Did you read Denny’s column last week, the one about the Mighty Marvel Method? This writer came late to that particular game; in fact, I didn’t even know it existed, and the first time I heard the words “Marvel style” – another way to describe the “method” – I didn’t have a clue, though I was familiar with what a “script” was, having read numerous plays, including a whole lotta Shakespeare, in high school and college. I do think that, for novices, the best way to learn how to write a comic is by the “full script” method, which helps (forces?) the writer to understand pacing, hone dialogue, and think visually, because in the full script the writer is describing the artwork in each panel. This can be pretty easy to do in an action scene, but what if it’s basically just two people talking? Then the writer has to think like both a director and a cinematographer, and keep the “camera” moving and the “light” interesting, because otherwise a “talking head” interlude, no matter how important it is to the plot, how crucial to moving the story forward, is just plain b-o-r-i-n-g.

Either way, as in a football game, it’s a team effort. The writer may be the quarterback, but without a trusted receiver – Ben Roethlisberger and Antonio Brown of the Pittsburgh Steelers, Peyton Manning and Demarylius Thomas, Tom Brady and Julian Edelman, Aaron Rodgers and Jordy Nelson, Eli Manning and Odell Beckham, Jr. – he or she won’t reach the playoffs, much less the Super Bowl. I’m thinking Alan Moore and Stephen Bissette on The Saga of the Swamp Thing, Marv Wolfman and George Perez on The New Teen Titans, Frank Miller and David Mazzucheli on Daredevil, our own Denny O’Neil and Neal Adams on Batman. Neil Gaiman and Sam Keith on Sandman. And, of course, Stan Lee and Jack Kirby on Fantastic Four, The Mighty Thor, Captain America, et.al. Of course, these are all classic pairings; YMMV.
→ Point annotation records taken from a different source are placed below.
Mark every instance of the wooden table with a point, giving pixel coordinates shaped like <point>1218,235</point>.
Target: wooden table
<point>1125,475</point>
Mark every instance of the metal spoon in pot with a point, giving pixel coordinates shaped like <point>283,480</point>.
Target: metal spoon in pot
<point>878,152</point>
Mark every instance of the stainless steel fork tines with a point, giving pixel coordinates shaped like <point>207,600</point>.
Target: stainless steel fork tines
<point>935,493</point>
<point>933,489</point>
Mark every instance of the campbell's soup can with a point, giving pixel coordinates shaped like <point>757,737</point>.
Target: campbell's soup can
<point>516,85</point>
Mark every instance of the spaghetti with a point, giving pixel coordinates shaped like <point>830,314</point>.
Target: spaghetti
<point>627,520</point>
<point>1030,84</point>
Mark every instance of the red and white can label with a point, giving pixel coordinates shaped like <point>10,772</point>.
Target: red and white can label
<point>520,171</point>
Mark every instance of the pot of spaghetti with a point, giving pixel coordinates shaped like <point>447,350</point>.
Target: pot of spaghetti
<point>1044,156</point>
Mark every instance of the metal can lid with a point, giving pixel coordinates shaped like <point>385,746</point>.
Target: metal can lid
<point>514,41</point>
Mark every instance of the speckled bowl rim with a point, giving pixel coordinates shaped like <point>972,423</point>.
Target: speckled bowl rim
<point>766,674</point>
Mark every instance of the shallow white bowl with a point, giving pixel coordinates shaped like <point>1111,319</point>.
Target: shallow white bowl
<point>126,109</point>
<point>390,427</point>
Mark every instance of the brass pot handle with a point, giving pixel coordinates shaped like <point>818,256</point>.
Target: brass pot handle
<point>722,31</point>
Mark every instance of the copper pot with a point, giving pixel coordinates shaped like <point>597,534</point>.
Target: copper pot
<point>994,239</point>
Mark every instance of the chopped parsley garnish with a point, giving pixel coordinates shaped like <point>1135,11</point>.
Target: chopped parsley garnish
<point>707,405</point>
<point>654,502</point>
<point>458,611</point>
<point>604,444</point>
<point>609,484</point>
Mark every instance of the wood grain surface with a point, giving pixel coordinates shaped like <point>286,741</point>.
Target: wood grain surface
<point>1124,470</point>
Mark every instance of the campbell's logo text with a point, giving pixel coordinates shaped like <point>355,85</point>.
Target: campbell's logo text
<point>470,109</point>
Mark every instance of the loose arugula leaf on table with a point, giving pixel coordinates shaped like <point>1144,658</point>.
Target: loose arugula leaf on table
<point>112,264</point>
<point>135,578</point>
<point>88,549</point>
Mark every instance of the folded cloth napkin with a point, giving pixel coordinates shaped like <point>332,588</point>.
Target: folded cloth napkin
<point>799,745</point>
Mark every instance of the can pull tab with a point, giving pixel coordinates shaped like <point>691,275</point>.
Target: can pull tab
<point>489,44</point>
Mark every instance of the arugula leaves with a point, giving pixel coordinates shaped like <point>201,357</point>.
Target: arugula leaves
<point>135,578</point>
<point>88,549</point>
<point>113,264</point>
Did you read John Ostrander’s column yesterday? John is rightly furious. What’s happened in Flint Michigan is a fucking disgrace. Oh, and one thing John didn’t mention. The fucking Republican Ohio Governor Rick Snyder wouldn’t ask for federal aid or for the President to declare a federal emergency because, you know, Obama’s a Kenyan Socialist Muslim Anti-American Democrat. And he’s black. Thank God for Rachel Maddow, Michael Moore, and the Detroit Free Press. And above all to Dr. Mona Hanna-Attisha, the Flint pediatrician who blew the whistle.

Yesterday I finished semi-binging on The Man in the High Castle on Amazon – semi-binging because I didn’t watch all 10 episodes at once, but divided it up into two “showings” – so I wasn’t aware of the release of the American prisoners from Iran until about 5:30 or 6 p.m. MSNBC and CNN were both covering the story. I turned to FOX, because I was wondering what they were saying about this windfall from Obama’s policy on Iran; no matter what you think about the nuclear deal with that nation – and I’m still on the fence about it – our people have been released. Would Fox, the bastion of fair and balanced reporting” at least celebrate that? Nope. They just kept replaying and replaying the Republican debate from Tuesday night until the other stations turned to other stories. So fucking typical. Meanwhile, the sixth prisoner, Robert Levinson, a retired FBI agent who allegedly was in Iran on a covert CIA mission (according to ABC News) and who disappeared in March 2007 is still missing. I told Mike Gold that I think he’s dead.

By the way, The Man in the High Castle is a brilliant and engrossing adaptation of Philip K. Dick’s novel. I heartily recommend it.